One of the things that has always struck me about Ken is he is always a few steps ahead of his opponents. His play in packing the State Central Committee was nothing short of masterful. It was something many saw coming, but no one was capable of doing anything about. It’s that kind of chess-like approach to politics that always has him seeing solutions to problems that others just don’t see. And that’s how he was able to outmaneuver Bill Bolling – another smart, talented elected official – and get him out of the race without having to face the bloody battlefield we were all expecting this May. That was one of the most deft moves I’ve seen in Virginia politics lately, and it just may have saved us all this year.

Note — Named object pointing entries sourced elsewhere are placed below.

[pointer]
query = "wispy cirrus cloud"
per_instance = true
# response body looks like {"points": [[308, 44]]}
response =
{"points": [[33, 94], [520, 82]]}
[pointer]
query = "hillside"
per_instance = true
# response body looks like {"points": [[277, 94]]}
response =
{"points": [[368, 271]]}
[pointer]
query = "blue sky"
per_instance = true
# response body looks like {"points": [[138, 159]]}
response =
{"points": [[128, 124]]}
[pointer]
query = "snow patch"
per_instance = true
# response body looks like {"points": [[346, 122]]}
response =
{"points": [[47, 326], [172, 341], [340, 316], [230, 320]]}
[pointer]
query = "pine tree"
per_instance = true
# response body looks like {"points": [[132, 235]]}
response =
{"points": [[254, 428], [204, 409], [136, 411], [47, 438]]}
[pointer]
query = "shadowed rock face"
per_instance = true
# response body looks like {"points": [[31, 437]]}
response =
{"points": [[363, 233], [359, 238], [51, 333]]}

The Democrats were counting on us moving into the general election divided, angry, coming off a very tough primary for governor that would weaken us as a whole. Ken ensured that didn’t happen by out thinking his opponent and winning the battle before it even began – something straight out of Sun Tzu. If he can do that to someone like Bill Bolling, what do you think he’s going to be able to do against a neophyte like Terry McAuliffe?
Finally, the Democrats did us a big favor in not selecting their most electable candidate, Senator Mark Warner, and instead going with yet another former DNC Chairman. Terry McAuliffe has never held elective office. He’s been a fundraiser. He’s been a talking head and a businessman. The electorate just showed what it thought about electing a businessman to office – they don’t care how much money you make in business. And while he’ll be sure to get President Obama and President Clinton down here out on the stump for him, Virginia’s inclination to elect a Governor of the opposite party of the President also works in Ken’s favor. Throw in the fact that the left-wing blogosphere isn’t that enthusiastic about McAuliffe anyway, and I’m betting we’re going to see the opposite of what happened in 2012 happen next year – Democrats stay home, while Republicans come out in droves. And that means Ken Cuccinelli is going to pull off another win.
A lot of people have bet a lot of money against Ken and they’ve lost every time – I know, because I was one of them. A lot of folks are going to bet against him this time, saying the same things they’ve always said – he’s unelectable, he’s too conservative, and the like. Everytime that’s been said, they’ve been wrong. And they’ll be wrong again this year.
My bet – and my vote – is on Ken in 2013.